For weeks now, James Chanos has been loudly proclaiming the imminent collapse of China. “If you thought Dubai was bad a couple of years ago, and we did, it has nothing on China,” he says, adding that China is Dubai times a thousand.
The hedge fund manager, who made his name calling the demise of Enron, says the wasteful investments in empty office complexes and shopping malls and pointless infrastructure will pop China’s bubble “sooner rather than later”. His bearish view was cemented last year when he toured China and observed the endless follies being thrown up in the wake of the financial crisis.

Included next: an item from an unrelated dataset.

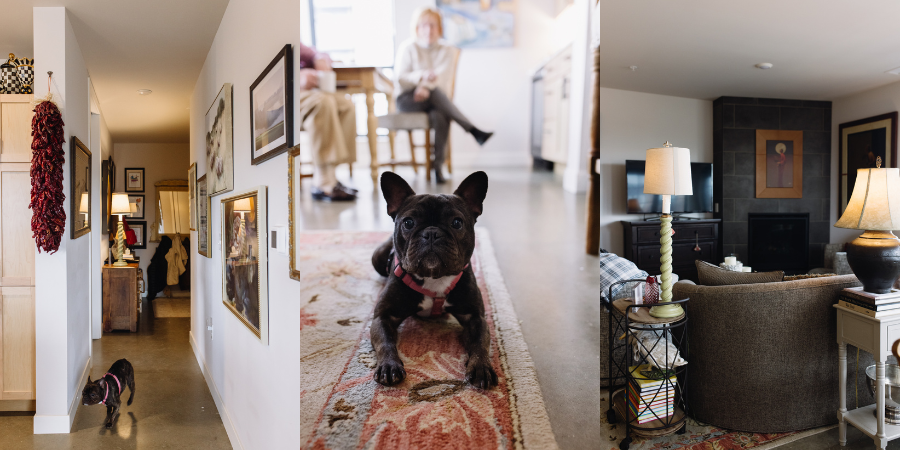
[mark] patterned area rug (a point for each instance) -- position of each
(343, 408)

But funnily enough, he’s now reining back his aggressive stance. At a Reuters Private Equity and Hedge Funds Summit in New York, Chanos said his short bets could take “three to four years to play out”.
He didn’t say who his fund, Kynikos, is shorting, but it sounds like they are targeting companies outside China that supply the raw materials for the boom. When asked if he was looking at Rio Tinto and BHP Billiton, he said: “you’re heading down the right track”.

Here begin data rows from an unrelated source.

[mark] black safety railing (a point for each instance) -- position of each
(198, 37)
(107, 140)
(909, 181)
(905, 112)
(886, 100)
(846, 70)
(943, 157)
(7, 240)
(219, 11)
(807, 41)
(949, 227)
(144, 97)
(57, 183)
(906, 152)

Why though, if he is so confident, isn’t he looking to short Chinese companies? Chanos argues that it is difficult to get much toehold in the Chinese market, but there are a wealth of large Chinese firms who would be hit badly by a property collapse, listed in Hong Kong. If he’s convinced that China faces a worse fate than Dubai, why not take aim at Country Garden or Vanke, or even the banks that will be left horrifically exposed by such an event?